Antimicrobial activity
The antimicrobial activity of compounds was tested by Kirby–Bauer test, also known as the Zone of Inhibition. The antimicrobial activity of nanocomposites was checked against three different bacteria, (E. coli), (S. aureus) and (L. monocytogenes), as shown in Fig. 5. Gentamicin was used as the positive control, while the polymer system acted as a negative control. No inhibition zone was found for PLLA (Davachi et al. 2016), indicating no antibacterial potential of the PLLA. With 1–5% loading of nanoparticles in PLLA/nHA and PLLA/nWH, there was no significant antibacterial activity for the three bacteria, owing to very compact packing of the nanoparticles inside the PLLA matrix as indicated by SEM. Surprisingly, at 10% concentration, nanocomposites displayed significant response to bacteria as shown in Fig. 5a except with E. Coli which is Gram (–). The diameter of zone of inhibition (ZI) is shown in Fig. 5b. No inhibition zone against E. coli was observed for nanoparticle addition in PLLA, while for S. aureus PLLA–nHA10% showed very small ZI, while ZI values increased in case of PLLA–nWH10%. PLLA–nWH10% had maximum ZI for L. monocytogenes (9.4 mm) (Chandran et al. 2020). These results show that PLLA with 10% loading of nanoparticles of WH had a wide range in vitro activity against Gram-negative and Gram-positive Gram-negative bacteria with high activity against Gram-positive bacterial (Davachi et al. 2016; Davoodi et al. 2016). The reason for the largest zone of inhibition of Gram (+) bacteria strain could be credited to the absence of an outer layer membrane on the bacterial cell wall, whereas the presence of a thick outer layer of lipid membrane and lipopolysaccharides protect the Gram (−) bacteria from antimicrobial compounds (Akindoyo et al. 2019; Hassan and Sultana 2017) (Ou and Hsu 2007).
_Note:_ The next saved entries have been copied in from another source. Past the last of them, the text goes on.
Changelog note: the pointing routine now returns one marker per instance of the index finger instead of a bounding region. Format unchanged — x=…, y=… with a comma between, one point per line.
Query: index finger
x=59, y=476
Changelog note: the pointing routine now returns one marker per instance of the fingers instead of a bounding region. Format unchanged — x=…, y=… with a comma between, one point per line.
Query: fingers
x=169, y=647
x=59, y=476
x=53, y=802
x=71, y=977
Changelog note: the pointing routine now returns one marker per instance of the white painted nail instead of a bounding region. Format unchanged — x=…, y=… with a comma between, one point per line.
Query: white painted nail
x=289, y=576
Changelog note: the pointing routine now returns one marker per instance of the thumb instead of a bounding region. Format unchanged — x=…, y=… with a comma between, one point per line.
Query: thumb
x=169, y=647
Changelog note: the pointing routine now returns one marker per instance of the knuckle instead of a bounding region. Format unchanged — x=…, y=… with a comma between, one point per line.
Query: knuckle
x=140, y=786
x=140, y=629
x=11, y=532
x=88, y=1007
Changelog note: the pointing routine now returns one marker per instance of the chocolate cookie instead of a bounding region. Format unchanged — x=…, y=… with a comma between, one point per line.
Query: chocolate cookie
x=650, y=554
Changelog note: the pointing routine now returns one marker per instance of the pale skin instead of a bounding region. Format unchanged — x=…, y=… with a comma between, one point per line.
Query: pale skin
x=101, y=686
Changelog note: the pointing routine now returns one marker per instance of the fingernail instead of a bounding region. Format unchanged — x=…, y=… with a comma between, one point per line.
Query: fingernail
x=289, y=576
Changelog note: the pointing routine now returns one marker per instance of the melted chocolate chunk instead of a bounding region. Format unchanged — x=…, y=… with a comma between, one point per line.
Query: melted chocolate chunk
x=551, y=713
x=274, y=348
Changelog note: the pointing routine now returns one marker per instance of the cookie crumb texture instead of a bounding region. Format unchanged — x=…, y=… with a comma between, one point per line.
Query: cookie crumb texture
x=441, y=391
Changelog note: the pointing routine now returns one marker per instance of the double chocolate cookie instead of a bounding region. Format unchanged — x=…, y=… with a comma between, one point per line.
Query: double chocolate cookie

a Antimicrobial activity of PLLA/nHA10% (a, c, e) and PLLA/nWH10% (b, d, f), with E. Coli, Staphylococcus aureus and Listeria monocytogenes. b Zone of inhibition. Data are statistically significant (error bars: ± SD, *p ≤ 0.05, **p ≤ 0.01, and ***p ≤ 0.001)
Swelling analysis
The surface properties of the material can be analyzed by swelling analysis (Nazir et al. 2021b; Nazir and Iqbal 2020). Swelling properties define the diffusion, surface properties and mass transfer properties of the materials to be used as tissue engineering scaffold. Swelling properties of the nanocomposites with PBS buffer over 30 days’ time are shown in Fig. 6a. PLLA had the lowest swelling ratio 9.8 ± 1.05 as compared to all composites (Peng et al. 2016). Low swelling ratio of the PLLA is because of the crystalline nature of PLLA having least spaces for the water to penetrate and be accommodated. Swelling ratios of PLLA increased by the addition of the nanoparticles. The increase in swelling behavior was owing to accumulation of water molecules by interacting with PO43− and HPO41− present in nWH and nHA through hydrogen bonding (as shown in FTIR). Interestingly, among nanocomposites, swelling ratios decreased with increasing weight loading of nanoparticles from 1 to 10%. PLLA having nHA had higher swelling ratios as compared to nWH at all concentrations. This might be because the small size and better dispersion of nWH provided the PLLA chains an anchoring and nucleation site. The network density increased, thereby reducing the swelling ratios. From day 1 to day 30, nHA1% swelling ratio increased by 104%, nHA5% increased by 106% and for nHA10% swelling ratio increased by 93%. From day 1 to day 30, nWH1% swelling ratio increased by 98%, nWH5% increased by 96% and for nWH% swelling ratio increased by 90%. From SEM images it was clear that the PLLA–nHA nanocomposites at lower concentration had pores, while the PLLA–-nWH had compact structure (Oyama 2020). Swelling ratios increased dramatically for the first 24 h, then very less addition of water was observed till day 14, and after that it reached at equilibrium. nWH and nHA were hydrophilic in nature and thus they increased the hydrophilic properties of the PLLA (Wang et al. 2020; Kim et al. 2019; Kumar et al. 2020). Moreover, the addition of the nanoparticles also affected the arrangement of PLLA polymeric network increasing crystallinity as indicated by XRD. These results suggest that by changing the nanoparticle concentration, we can fine-tune the swelling properties of the nanocomposites for bone tissue engineering.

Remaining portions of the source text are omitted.